EDMONTON — An 11-year-old Ontario girl was resting comfortably in an Edmonton hospital Wednesday night after a lengthy and rather harrowing medical procedure that ultimately will give her a shot at a more normal life.
Doctors at the Stollery Children’s Hospital gave young Grace Wood — who has DiGeorge syndrome, which causes heart defects and airway blockage — a new, functioning pulmonary valve.
Rather than using open-heart surgery — the only option provided to Grace’s family by doctors in Toronto — the Edmonton team did it through a less invasive measure called heart catheterization.
Things did not go perfectly.
“It was a very stressful day,” said Grace’s father, John Wood. “The one balloon they used to expand the stent inside the pulmonary conduit, it burst. Not that I know exactly what that means, but I know it’s not supposed to happen and they don’t like it to happen.”

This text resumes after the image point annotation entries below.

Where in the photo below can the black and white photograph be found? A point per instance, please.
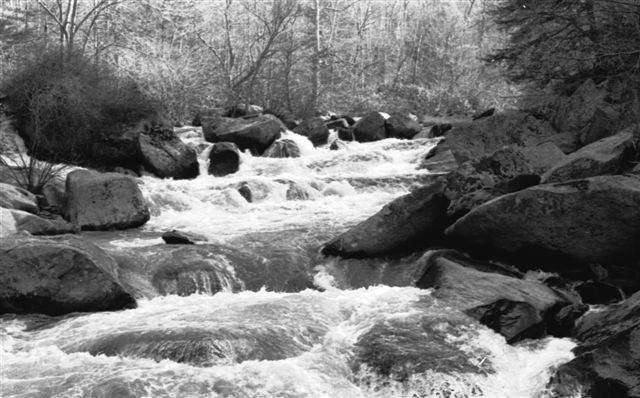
(319, 198)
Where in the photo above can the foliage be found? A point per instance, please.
(570, 40)
(64, 105)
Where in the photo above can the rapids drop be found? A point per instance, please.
(283, 340)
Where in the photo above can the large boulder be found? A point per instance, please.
(543, 157)
(593, 220)
(283, 148)
(102, 201)
(58, 275)
(477, 181)
(167, 156)
(607, 362)
(14, 221)
(314, 129)
(496, 296)
(224, 159)
(12, 197)
(485, 136)
(412, 220)
(255, 134)
(371, 127)
(402, 126)
(610, 155)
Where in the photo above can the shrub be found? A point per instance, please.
(62, 107)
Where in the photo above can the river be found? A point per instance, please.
(327, 338)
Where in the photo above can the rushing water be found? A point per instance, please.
(284, 340)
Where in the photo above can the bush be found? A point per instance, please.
(63, 107)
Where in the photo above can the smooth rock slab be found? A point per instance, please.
(58, 275)
(610, 155)
(102, 201)
(413, 219)
(594, 220)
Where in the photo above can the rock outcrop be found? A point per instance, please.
(14, 221)
(412, 220)
(103, 201)
(496, 296)
(593, 220)
(167, 156)
(255, 134)
(371, 127)
(12, 197)
(314, 129)
(283, 148)
(610, 155)
(224, 159)
(58, 275)
(607, 362)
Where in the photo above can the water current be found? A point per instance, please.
(287, 325)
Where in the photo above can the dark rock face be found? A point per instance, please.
(167, 156)
(174, 237)
(607, 362)
(594, 220)
(283, 148)
(103, 201)
(370, 128)
(413, 219)
(485, 136)
(543, 157)
(610, 155)
(314, 129)
(515, 320)
(598, 293)
(402, 126)
(36, 225)
(224, 159)
(255, 134)
(57, 276)
(494, 295)
(12, 197)
(480, 180)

“So they spent a fair amount of time trying to retrieve it, because you don’t want something like that floating through your system.”
In addition, the Edmonton team had planned to use an experimental device called an Edwards-Sapien trans-catheter aortic valve but discovered when they got Grace on the table that a more conventional device called a Melody trans-catheter pulmonary valve was the better fit.
That could be just a bunch of big, scary words for an 11-year-old described by her dad as “a girly-girl” whose hospital room is decorated in pink and purple and is festooned with posters of her beloved Jonas Brothers and Hannah Montana.
But John Wood said nothing fazes his “Amazing Grace,” who has already endured 35 medical procedures including three previous open-heart surgeries.
“She is truly amazing. She is a fighter. She knows how to take care of herself.”
She’s had a fair bit of help. The community of Peterborough, Ont., where the Woods live, has rallied around the little girl through all her tribulations, raising money for trips to California for previous surgeries and now to Edmonton.
“Every time we turned around there was a fundraiser for Grace,” said John. “If it hadn’t been for the community’s generosity, I don’t know — I think the ground would have just opened up and swallowed us.”
He particularly is grateful this time around for fundraisers held by Grace’s school and his colleagues at PepsiCo, where he works.
“Total strangers dropped money off, and we never asked for it,” he marvelled. “This isn’t anything that other parents haven’t gone through, believe me. Parents that have children with heart diseases, we face these risks all the time.”
The doctors believe the new valve will last for a long time and that Grace should be well in time for the new school year to begin in September.